The transition has so far been messy. The ITA website and mobile app have been plagued with problems, and the new airline has struggled to receive U.S. government approval to operate here. While they sort things out, let’s do the fun thing and have a look at the identity they’ve come up with…
I can’t get my head around this one. It’s not ugly so much as confusing. Or maybe it’s confusing and ugly. The colors and styles are so mis-matched as to seem almost arbitrary — a big, weird, non-sequitur. The patterned tail motif reminds me of a doily, or the kind of tablecloth you’d find in certain Italian restaurants. To replace Alitalia’s iconic “A” emblem, worn since the ’70s, they needed to step up. They didn’t.
About the only positive thing is the ITA logo.
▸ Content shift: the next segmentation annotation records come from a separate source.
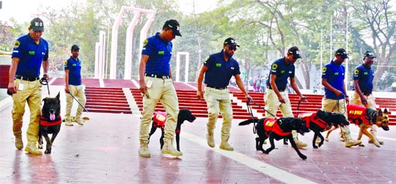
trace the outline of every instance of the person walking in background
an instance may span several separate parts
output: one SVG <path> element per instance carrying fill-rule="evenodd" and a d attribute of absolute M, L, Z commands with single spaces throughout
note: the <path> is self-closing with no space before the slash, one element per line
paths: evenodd
<path fill-rule="evenodd" d="M 80 47 L 77 45 L 72 46 L 72 56 L 65 62 L 65 92 L 66 93 L 66 113 L 65 114 L 65 125 L 73 126 L 70 119 L 70 111 L 73 106 L 74 96 L 80 104 L 85 106 L 85 87 L 82 84 L 82 76 L 81 75 L 81 60 L 80 56 Z M 75 122 L 79 125 L 84 125 L 81 115 L 83 108 L 78 106 L 76 113 Z"/>
<path fill-rule="evenodd" d="M 201 68 L 197 80 L 197 96 L 199 100 L 202 97 L 208 105 L 208 134 L 206 138 L 208 145 L 214 148 L 214 136 L 213 132 L 219 113 L 223 116 L 223 127 L 221 128 L 221 143 L 220 149 L 233 151 L 234 148 L 228 143 L 230 130 L 232 122 L 232 104 L 230 98 L 230 91 L 227 84 L 234 76 L 238 87 L 242 91 L 248 100 L 252 99 L 245 90 L 243 82 L 241 80 L 239 64 L 232 58 L 239 45 L 236 41 L 230 37 L 224 41 L 223 49 L 219 53 L 212 54 L 206 58 L 204 66 Z M 202 81 L 206 87 L 202 92 Z"/>
<path fill-rule="evenodd" d="M 351 104 L 365 106 L 377 111 L 375 100 L 373 97 L 373 80 L 374 80 L 374 69 L 371 66 L 377 58 L 371 51 L 366 51 L 363 56 L 363 63 L 353 71 L 353 94 L 351 98 Z M 371 127 L 370 133 L 377 138 L 377 126 Z M 384 141 L 378 140 L 380 144 Z M 371 140 L 368 143 L 373 143 Z"/>
<path fill-rule="evenodd" d="M 342 65 L 346 58 L 349 57 L 345 49 L 338 49 L 336 51 L 334 59 L 322 69 L 322 84 L 324 87 L 324 96 L 322 99 L 322 110 L 343 114 L 348 119 L 345 102 L 348 103 L 349 99 L 344 82 L 345 67 Z M 346 147 L 362 143 L 360 140 L 352 139 L 349 126 L 341 127 L 341 130 Z"/>
<path fill-rule="evenodd" d="M 10 67 L 8 93 L 12 94 L 12 131 L 15 136 L 15 147 L 23 148 L 22 140 L 23 117 L 25 105 L 28 102 L 30 120 L 26 132 L 28 144 L 25 151 L 41 154 L 36 147 L 38 139 L 38 123 L 41 115 L 41 84 L 40 69 L 43 66 L 43 76 L 48 78 L 48 43 L 41 38 L 44 23 L 39 18 L 30 21 L 29 34 L 18 38 L 14 45 L 12 62 Z"/>
<path fill-rule="evenodd" d="M 139 82 L 143 94 L 143 112 L 140 122 L 139 155 L 150 157 L 148 150 L 148 129 L 151 117 L 158 101 L 166 111 L 166 123 L 164 146 L 162 153 L 172 156 L 183 154 L 173 147 L 176 122 L 179 114 L 179 102 L 172 80 L 170 58 L 173 44 L 176 36 L 182 36 L 180 24 L 173 19 L 165 22 L 162 32 L 146 39 L 142 50 L 142 59 L 139 65 Z M 227 80 L 228 84 L 228 80 Z"/>
<path fill-rule="evenodd" d="M 296 79 L 294 78 L 294 63 L 297 59 L 301 58 L 298 47 L 294 46 L 287 50 L 286 56 L 275 60 L 271 65 L 269 78 L 267 80 L 267 91 L 264 94 L 265 102 L 265 117 L 272 117 L 276 115 L 278 108 L 285 117 L 293 117 L 292 104 L 289 100 L 287 90 L 287 79 L 290 80 L 292 87 L 296 91 L 300 100 L 306 100 L 306 97 L 301 94 Z M 270 112 L 270 113 L 268 113 Z M 298 133 L 296 130 L 292 132 L 293 139 L 298 148 L 306 147 L 307 145 L 298 140 Z"/>

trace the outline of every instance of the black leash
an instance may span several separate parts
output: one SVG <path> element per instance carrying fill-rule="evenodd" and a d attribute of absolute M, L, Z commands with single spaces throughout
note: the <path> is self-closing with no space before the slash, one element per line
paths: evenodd
<path fill-rule="evenodd" d="M 48 80 L 44 77 L 41 78 L 41 79 L 40 79 L 40 84 L 44 86 L 47 86 L 47 89 L 48 90 L 48 96 L 50 97 L 51 95 L 50 95 L 50 85 L 48 84 Z"/>

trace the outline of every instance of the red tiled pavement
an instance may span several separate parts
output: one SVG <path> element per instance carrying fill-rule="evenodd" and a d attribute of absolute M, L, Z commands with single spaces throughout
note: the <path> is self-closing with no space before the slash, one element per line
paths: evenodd
<path fill-rule="evenodd" d="M 34 156 L 14 146 L 11 108 L 0 111 L 0 183 L 395 183 L 396 130 L 379 130 L 382 148 L 344 147 L 338 133 L 319 149 L 311 143 L 300 159 L 293 149 L 276 142 L 270 154 L 256 152 L 252 126 L 233 121 L 230 142 L 234 152 L 218 148 L 221 120 L 215 131 L 216 148 L 206 145 L 206 118 L 185 122 L 179 159 L 161 155 L 160 131 L 152 137 L 151 158 L 138 154 L 140 118 L 133 115 L 87 113 L 85 125 L 63 126 L 52 154 Z M 23 139 L 26 143 L 28 113 Z M 351 126 L 357 137 L 356 126 Z M 300 139 L 308 143 L 311 133 Z M 268 145 L 265 145 L 265 148 Z M 270 173 L 275 175 L 268 175 Z"/>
The typeface is distinctive and elegant in an old-school sort of way. (In fact it’s almost too old-school, reminiscent of a made-up airline from a movie.) And smartly, they’ve kept the red, white and green, which is a nod to Alitalia and the colors of the flag. On the airplane, however, the letters are rendered only in white, so the whole effect is lost.
In an annoying last-minute decision, they went and added “Airways” into the carrier’s name. “ITA,” just by itself, was smoother, simpler, and perfectly adequate. But no, they had to jam “Airways” in there, because apparently passengers are stupid and might forget that it’s an airline. Loosely translated, the carrier is now called “Italian Air Transport Airways.”
With or without the extra word, it lacks the poetry of “Alitalia.” Still, it’s better than “Italian Air,” “Prego,” or any of several other garish possibilities. We may have dodged a bullet there.